The first recorded use of brick at Stratford is at New Place,
'a praty howse of brike and tymbar' built by Hugh Clopton during the last quarter of the 15th century. Brick did not become
common, however, except for chimneys, until the early 1670's and then, it seems, as a result of the various schemes of development
connected with the navigation of the Avon.
Two of the earliest brick houses in the town, the Swan's Nest
Hotel and No. 5 Chapel Street, were both built in
or about 1673, and the bricks for the former are known to have been made on the site. About the same time a part of Bridge Street was also being rebuilt in brick. The fashion of
brick-fronting the timbered houses in the main streets had certainly come in by the beginning of the 18th century, and by
1730 a number of houses in High Street had been treated in this way.
A great part of Henley
Street was rebuilt or refronted c. 1750–80. Here the newly enlarged 'White Lion', built in
1753, set the fashion, which, so far as the corporation property was concerned, was probably due to a desire to improve the
appearance of the increasingly busy main road through the town to Birmingham.

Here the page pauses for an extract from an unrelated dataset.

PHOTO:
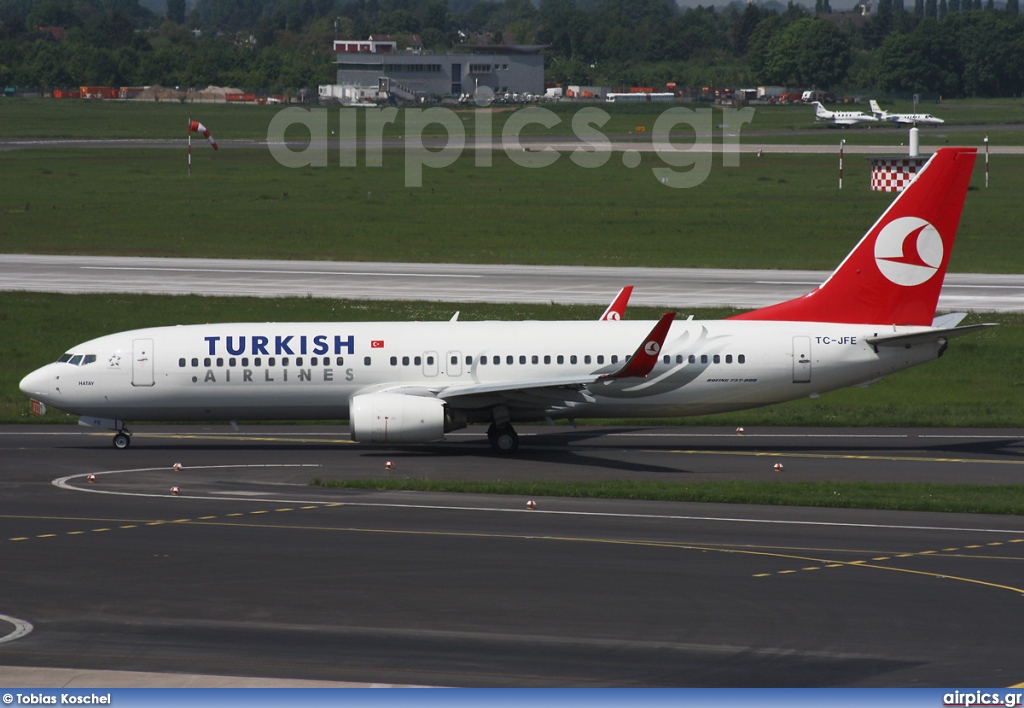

The earliest plan of Stratford,
made by Samuel Winter about the middle of the 18th century, shows much the same concentration of houses as the 1590 survey.
A plan by Saunders, dated 1802, is almost identical with Winter's, but Swanwick's plan, c. 1830, shows the beginnings of expansion
beyond the borough limits. The first and most considerable development took place on the north side, beyond the Gild Pits.
Here John Payton of the 'White Lion' laid out John Street,
Payton Street, and other streets on land allotted
to him in the inclosure. The completion of the canal in 1816 greatly enhanced the importance of this colony, which is marked
by Swanwick as the New Town. Direct communication with the centre of the old town was made by the cutting of Union Street through the hitherto continuous north side of Bridge Street and Henley Street
in 1830.
At the same time a new semi-industrial area was developing along
the Birmingham road, and the 1830's saw the growth of a residential suburb along the Warwick road, though here expansion was limited, as it still is, by the
Welcombe estate. To the west of the town the process was much slower, and though the laying-out of Mansell Street, originally a foot-path into the common fields, was contemplated in 1834
it was not effected until 1877. College Street was already cut across the old College grounds by 1830 and the small streets
on the south side of College Lane were in process
of being laid out.
The Clopton Bridge
The crossing of the Avon, from which Stratford takes its name, has been of importance ever since Roman times. The first mention
of a bridge here occurs in 1235, when John son of John de Clifford confirmed a grant made by Alice his mother to William,
brother of Richard the Bridge Keeper, of the house on the bridge held by William Askestel. It
is referred to as the Great Bridge
in 1269.
In 1363 William de Buntanesdale and William del Cley obtained
a grant of pontage for three years for the repair of the bridge, which was broken down. At the south end of the bridge was
a chapel of St. Mary Magdalen, and a hermitage, probably on the site of the present Swan's Nest Hotel. According to Dugdale,
the hermitage was endowed by the Powers of Clifford with land for the repair of the bridge and these grants were confirmed
by Thomas Power when he constituted John Rawlyn to be hermit in 1444.